Information Systems Transformation

Architecture-Driven Modernization Case Studies
By William M. Ulrich Philip H. Newcomb

Morgan Kaufmann Publishers

Copyright © 2010 Elsevier Inc.
All right reserved.

ISBN: 978-0-08-095710-4

Chapter One

Introduction to Architecture-Driven Modernization

William Ulrich


Business and IT Challenges 5

Modernization Benefits 11

An Architectural View of Modernization 17

Modernization Assessments 19

Refactoring 24

Transformation 27

Basic Modernization Principles 32

Summary 33

References 33

For decades, Information Technology (IT) organizations and the businesses and government agencies they support have been struggling with an ever-growing installed base of software systems. These systems control virtually all automated aspects of a given business or government entity. While maintained out of necessity, these same systems have grown into black-box behemoths of business logic and data representations that continue to stifle organizational agility and the ability of enterprises to move into increasingly competitive markets.

For the vast majority of organizations, these systems have been anchors that dragged them down as they attempted to meet growing competitive and economic demands. IT organizations, driven by the need to control their own internal costs, have responded by outsourcing systems to third parties, building add-on software that replicates aspects of the old systems, plugging in commercial-off-the-shelf (COTS) software packages or enterprise resource planning (ERP) systems, and wrapping systems with middleware. The results have delivered far less than anticipated in many cases.

Every IT and business situation is unique, yet there are numerous parallels in the challenges facing most enterprises today. These issues include:

* Application and data architecture silos that reflect historic partitions in business structures that no longer apply in today's environment * Extensive replication and inconsistency of data definitions and functional logic across application silos * Layers of middleware that have wrapped aging architectures only to mask the need to unravel and modernize these architectures * Systems and user interfaces that are totally out of sync with business processes that require extensive manual effort and countless user-developed, desktop shadow systems (e.g. spreadsheets, Access databases, etc.)
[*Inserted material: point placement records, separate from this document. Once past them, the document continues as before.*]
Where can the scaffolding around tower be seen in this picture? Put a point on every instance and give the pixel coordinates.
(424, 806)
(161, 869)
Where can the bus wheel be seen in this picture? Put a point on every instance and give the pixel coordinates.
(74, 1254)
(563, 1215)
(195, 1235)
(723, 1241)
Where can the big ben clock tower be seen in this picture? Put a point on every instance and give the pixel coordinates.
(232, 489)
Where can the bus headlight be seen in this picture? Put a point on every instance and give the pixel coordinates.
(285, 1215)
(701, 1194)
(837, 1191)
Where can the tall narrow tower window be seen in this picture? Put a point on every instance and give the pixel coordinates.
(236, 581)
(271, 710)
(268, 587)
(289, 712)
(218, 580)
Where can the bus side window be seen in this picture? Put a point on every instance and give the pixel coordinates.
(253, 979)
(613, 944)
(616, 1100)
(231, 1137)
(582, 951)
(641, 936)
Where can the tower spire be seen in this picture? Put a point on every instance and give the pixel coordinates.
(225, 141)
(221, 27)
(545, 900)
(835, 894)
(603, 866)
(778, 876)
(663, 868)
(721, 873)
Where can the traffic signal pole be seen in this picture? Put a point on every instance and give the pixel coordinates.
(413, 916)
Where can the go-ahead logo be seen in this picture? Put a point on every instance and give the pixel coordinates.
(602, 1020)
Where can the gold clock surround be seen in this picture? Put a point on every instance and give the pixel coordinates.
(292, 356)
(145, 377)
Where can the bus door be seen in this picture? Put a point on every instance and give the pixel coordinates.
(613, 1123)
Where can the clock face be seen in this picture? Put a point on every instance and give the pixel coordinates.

* Diminishing level of expertise capable of managing, changing, or even understanding application and data architectures * Little or no documentation as to how these environments are constructed or function * A lack of understanding by executive teams regarding the impact of these issues and the actions that can be taken to address them for the betterment of the business environment

This last point is probably the most disconcerting aspect of the challenge facing organizations with a significant installed base of existing software systems. Considering the complexity and interwoven nature of many existing systems, this is not a big surprise. Yet, when one considers the criticality of these systems to the continuity and survivability of the enterprise, it is of great concern that software and data assets are largely a mystery to management and planning teams.
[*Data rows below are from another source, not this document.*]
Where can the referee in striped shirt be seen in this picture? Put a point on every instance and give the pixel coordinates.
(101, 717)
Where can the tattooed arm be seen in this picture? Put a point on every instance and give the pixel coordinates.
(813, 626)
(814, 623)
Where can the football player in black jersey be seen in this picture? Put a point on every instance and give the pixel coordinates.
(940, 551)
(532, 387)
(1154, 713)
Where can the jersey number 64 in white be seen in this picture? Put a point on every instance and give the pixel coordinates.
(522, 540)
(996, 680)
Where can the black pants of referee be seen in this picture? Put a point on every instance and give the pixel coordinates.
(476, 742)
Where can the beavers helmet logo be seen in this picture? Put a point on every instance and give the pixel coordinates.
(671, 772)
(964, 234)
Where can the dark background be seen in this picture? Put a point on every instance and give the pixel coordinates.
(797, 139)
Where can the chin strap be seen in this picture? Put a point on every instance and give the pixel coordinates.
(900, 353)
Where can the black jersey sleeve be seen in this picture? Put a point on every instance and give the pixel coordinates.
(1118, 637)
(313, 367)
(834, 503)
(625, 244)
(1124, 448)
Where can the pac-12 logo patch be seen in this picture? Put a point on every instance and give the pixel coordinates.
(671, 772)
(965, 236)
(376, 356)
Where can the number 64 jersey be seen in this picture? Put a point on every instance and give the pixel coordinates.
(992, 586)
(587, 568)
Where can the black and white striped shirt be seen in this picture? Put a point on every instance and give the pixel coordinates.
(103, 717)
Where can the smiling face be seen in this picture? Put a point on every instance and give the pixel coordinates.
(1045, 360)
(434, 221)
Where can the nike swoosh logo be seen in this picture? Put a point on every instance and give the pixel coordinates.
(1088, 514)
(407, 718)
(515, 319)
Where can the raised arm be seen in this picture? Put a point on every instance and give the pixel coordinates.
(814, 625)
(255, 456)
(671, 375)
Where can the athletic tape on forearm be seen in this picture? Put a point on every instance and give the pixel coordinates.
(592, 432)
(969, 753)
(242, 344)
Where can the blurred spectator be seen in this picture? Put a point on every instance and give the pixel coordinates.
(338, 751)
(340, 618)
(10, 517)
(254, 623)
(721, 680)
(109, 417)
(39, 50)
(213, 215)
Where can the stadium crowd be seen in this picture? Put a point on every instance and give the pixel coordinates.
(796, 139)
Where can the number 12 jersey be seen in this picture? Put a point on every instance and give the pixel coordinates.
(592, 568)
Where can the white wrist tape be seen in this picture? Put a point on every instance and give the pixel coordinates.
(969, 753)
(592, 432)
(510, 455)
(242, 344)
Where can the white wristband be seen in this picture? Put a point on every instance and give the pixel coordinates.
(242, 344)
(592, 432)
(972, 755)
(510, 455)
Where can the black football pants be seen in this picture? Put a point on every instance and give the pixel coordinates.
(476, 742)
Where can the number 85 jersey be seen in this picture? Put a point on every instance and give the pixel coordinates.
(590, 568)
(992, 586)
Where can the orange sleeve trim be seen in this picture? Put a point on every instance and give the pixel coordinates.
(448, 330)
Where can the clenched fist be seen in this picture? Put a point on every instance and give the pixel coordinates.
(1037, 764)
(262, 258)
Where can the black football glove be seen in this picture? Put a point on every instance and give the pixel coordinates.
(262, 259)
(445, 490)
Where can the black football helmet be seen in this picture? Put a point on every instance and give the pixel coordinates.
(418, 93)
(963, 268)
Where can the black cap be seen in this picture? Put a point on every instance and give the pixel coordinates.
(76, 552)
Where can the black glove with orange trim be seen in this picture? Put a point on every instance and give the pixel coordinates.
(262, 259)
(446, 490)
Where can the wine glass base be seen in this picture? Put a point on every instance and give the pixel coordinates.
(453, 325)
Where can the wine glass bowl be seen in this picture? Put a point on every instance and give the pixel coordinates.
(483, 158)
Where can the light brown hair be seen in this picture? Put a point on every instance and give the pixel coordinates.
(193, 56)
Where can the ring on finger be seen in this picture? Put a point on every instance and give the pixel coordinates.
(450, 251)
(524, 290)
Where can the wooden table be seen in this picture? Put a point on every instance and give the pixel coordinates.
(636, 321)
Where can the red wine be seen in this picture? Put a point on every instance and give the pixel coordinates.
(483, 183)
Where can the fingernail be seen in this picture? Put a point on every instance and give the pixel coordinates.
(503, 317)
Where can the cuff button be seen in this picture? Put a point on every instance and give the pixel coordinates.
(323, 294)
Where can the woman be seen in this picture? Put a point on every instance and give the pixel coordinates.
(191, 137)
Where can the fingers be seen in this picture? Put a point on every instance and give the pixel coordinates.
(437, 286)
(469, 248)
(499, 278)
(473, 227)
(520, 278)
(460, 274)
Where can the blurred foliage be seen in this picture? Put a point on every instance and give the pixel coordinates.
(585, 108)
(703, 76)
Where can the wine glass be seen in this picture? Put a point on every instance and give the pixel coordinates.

The general feeling is that these systems cannot be salvaged or otherwise rehabilitated, so why make an effort to understand them? This belief is so ingrained in organizational thinking that organizations march almost in lockstep toward traditional solutions that have become increasingly ineffective. These traditional solutions involve Greenfield replacement, COTS deployment, and wrapping old architectures with middleware. The historical inadequacy of these traditional approaches to the software challenges facing organizations today will be discussed in more depth in the section entitled "Business and IT Challenges."

Organizations do have an option when it comes to creating more agile and business friendly IT solutions to respond to ongoing shifts in the "business architecture." Business architecture is defined as "a blueprint of the enterprise that provides a common understanding of the organization and is used to align strategic objectives and tactical demands." It is called architecture-driven modernization or simply "modernization." Architecture-driven modernization is defined as "a collective set of tool-enabled disciplines that facilitate the analysis, refactoring and transformation of existing software assets to support a wide variety of business and IT-driven scenarios."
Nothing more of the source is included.